There are also times when he doesn’t ask hard-hitting or searching questions. Too often, he seems content to play it safe, to merely get through the conversation and get to the next topic.
That was especially apparent when we had got used to Covid, refusing to take off the kid gloves while chatting to some of the key players in Ireland’s pandemic response.
On a number of occasions this year, The Late Late has been beaten in the ratings by Tommy Tiernan’s excellent Saturday night chat show.
The social media reaction to Tiernan could not be more different to the way people think of Tubridy: the former is revered.
Several have suggested that it should be Tiernan, rather than Tubridy, who deserves to host the country’s flagship TV show.

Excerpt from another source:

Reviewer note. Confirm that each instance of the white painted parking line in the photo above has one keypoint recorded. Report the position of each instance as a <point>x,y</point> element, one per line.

But just as both men are very different, so too are their respective programmes. Tiernan is a gifted interviewee, but it’s the format of his show that truly helps him sing.
The idea of the host not knowing who the guests will be is novel, and one that Tiernan copes with admirably. But, unlike The Late Late, the show is not live.
It’s recorded well in advance and the interviews we see are painstakingly edited down. And that’s the case with so many of the top chat shows around the world.
Live telly is a very different thing — and part of the reason we watch The Late Late in such huge numbers is the element of unpredictability that comes with broadcasting in the moment.
And yet, The Late Late is in dire need of change. It’s still, largely, the same concept that originated at the start of the 1960s when television was a wondrous new thing in this country.
How to improve it? Well, a good half-hour could be lopped off, for starters. More than that, though, Tubridy and his team have to get ruthless about their guest selection.
No more Nathan Carter. No more Dermot Bannon (the architect is likeable and fun, but comically overexposed on RTE.) No more ransacking the RTE canteen — too many of their presenters would have trouble holding your attention over a drink in a pub, let alone on The Late Late couch.
Tubridy has to become more like his hero, Gay Byrne, and take a dictatorial approach to his own show. He has to micromanage.
He has to play to his strengths and allow The Late Late to morph in the moment — if there’s a really good interview, he has to push out its length, as Byrne did, even if that means curtailing the time of the next guest.
He has to take more of an interest in the music selections — take a punt on more emerging Irish artists, rather than going with the tried and tested.
Tonight’s final show of the season is likely to be the last without a studio audience. Next season’s will, hopefully, mean Covid receding into view and an opportunity for reinvention.
It needs to happen. But Tubridy is, for now, the person best placed to ensure The Late Late evolves — and, paradoxically, this most empathetic of interviewers has to get tough.